Le conjoint du commerçant

  • Le commerçant personne physique peut vivre en mariage ou sous le régime du PACS. Il faut mesurer l’influence de la vie de couple sur l’activité commerciale. Il devrait a priori y avoir un cloisonnement entre la vie professionnelle et la vie familiale du commerçant. Cependant, le faits sont différents.
  • Le commerçant bénéficie parfois de l’aide de son conjoint dans l’exercice de son activité. Quel est le statut juridique de ce conjoint au regard de l’activité commerciale ? La situation du conjoint collaborateur du commerçant varie-t-elle selon qu’il y ait mariage, PACS ou concubinage ?
  • Quelles effets produisent les différents régimes matrimoniaux sur les rapports du commerçant avec son conjoint et plus généralement sur l’activité commerciale. Exemple : un commerçant puisant dans le patrimoine commun du ménage et fini par faire faillite, quelles sont les conséquences de cette faillite sur la situation patrimoniale de son conjoint ? Se pose également la question de l’évolution du statut du couple au regard de l’activité commerciale.

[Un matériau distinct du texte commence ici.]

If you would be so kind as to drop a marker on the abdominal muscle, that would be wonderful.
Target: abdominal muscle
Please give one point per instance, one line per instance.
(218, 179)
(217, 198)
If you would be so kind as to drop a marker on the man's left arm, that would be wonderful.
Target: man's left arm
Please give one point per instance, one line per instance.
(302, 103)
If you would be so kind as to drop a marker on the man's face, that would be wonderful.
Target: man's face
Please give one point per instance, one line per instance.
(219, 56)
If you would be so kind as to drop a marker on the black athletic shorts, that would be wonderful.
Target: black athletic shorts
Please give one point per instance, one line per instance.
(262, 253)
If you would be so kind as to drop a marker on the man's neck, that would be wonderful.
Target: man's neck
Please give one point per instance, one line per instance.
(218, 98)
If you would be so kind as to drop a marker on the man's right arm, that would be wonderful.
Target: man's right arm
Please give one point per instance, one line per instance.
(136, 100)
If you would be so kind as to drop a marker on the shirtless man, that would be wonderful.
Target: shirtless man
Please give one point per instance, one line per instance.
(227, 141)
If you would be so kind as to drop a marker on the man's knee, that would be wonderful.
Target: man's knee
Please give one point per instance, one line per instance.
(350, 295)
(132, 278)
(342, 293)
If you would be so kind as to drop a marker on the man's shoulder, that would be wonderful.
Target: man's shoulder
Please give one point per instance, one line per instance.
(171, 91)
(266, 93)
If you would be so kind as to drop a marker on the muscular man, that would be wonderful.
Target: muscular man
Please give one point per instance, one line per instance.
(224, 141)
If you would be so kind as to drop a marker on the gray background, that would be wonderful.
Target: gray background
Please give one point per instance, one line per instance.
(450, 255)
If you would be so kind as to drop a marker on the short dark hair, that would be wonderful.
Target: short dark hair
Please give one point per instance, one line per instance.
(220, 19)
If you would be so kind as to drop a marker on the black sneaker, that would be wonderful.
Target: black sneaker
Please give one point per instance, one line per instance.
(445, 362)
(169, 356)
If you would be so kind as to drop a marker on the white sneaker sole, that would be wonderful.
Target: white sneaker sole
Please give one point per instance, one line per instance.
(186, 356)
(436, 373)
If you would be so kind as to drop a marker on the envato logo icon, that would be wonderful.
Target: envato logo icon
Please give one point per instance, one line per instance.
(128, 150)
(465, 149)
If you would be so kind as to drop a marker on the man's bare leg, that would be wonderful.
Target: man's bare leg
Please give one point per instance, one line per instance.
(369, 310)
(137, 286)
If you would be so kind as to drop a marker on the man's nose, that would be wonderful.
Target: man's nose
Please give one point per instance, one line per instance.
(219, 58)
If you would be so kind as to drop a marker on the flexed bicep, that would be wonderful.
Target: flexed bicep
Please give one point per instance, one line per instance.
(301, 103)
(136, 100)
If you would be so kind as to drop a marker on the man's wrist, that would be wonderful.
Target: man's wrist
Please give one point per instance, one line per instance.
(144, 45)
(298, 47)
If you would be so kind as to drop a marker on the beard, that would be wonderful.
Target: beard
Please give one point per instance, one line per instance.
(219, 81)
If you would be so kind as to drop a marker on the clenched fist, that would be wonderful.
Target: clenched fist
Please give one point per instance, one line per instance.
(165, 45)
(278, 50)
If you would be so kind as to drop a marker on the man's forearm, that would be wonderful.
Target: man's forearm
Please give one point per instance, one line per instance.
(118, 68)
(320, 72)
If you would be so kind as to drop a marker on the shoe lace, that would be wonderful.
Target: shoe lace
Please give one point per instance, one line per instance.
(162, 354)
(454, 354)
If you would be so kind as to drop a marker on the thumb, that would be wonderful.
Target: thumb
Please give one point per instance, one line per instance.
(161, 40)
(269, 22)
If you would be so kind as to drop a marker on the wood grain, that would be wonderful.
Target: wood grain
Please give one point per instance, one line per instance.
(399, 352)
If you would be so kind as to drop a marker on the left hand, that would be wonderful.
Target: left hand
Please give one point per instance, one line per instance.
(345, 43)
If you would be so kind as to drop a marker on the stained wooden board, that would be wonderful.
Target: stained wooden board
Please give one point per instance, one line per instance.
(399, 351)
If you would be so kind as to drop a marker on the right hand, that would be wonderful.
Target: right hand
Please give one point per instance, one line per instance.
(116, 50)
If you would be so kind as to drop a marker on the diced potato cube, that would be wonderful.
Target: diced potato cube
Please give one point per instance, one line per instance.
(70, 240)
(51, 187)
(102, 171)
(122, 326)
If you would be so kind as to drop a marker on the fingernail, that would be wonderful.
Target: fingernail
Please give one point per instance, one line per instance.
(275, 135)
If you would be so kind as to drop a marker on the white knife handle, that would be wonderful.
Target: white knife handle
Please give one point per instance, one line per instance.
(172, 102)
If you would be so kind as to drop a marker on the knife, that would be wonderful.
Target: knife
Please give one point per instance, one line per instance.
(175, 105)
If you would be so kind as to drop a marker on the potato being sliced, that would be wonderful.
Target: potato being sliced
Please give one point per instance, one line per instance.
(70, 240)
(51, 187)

L’évolution de la législation du mariage au regard de la situation du commerçant

  • Les femmes mariées ne pouvaient exercer le commerce que sous la tutelle de leurs époux. En revanche, les femmes non mariées pouvaient librement exercer le commerce. La société a évolué, la loi du 13 juillet 1907 donnaient à la femme mariée le droit de disposer de ses biens propres sans pour autant supprimer l’incapacité civile de la femme mariée.
  • La loi du 18 février 1938 : elle supprimait l’incapacité civile de la femme mariée, cela lui donnait en théorie la possibilité de faire du commerce en nom propre. Cependant ce texte ne changeait en rien la pratique antérieure.
  • Il a fallu attendre la 2nde guerre mondiale pour voir le législateur faire évoluer sérieusement la place de la femme mariée dans l’activité commerciale. La loi du 22 septembre 1942 permettait alors l’exercice du commerce par la femme mariée sans l’autorisation du mari mais le mari pouvait faire opposition dans l’intérêt de la famille, intérêt apprécié par le juge en cas de litige.
  • Loi du 23 décembre 1955 : chacun des deux époux peut librement exercer sa profession commerciale également.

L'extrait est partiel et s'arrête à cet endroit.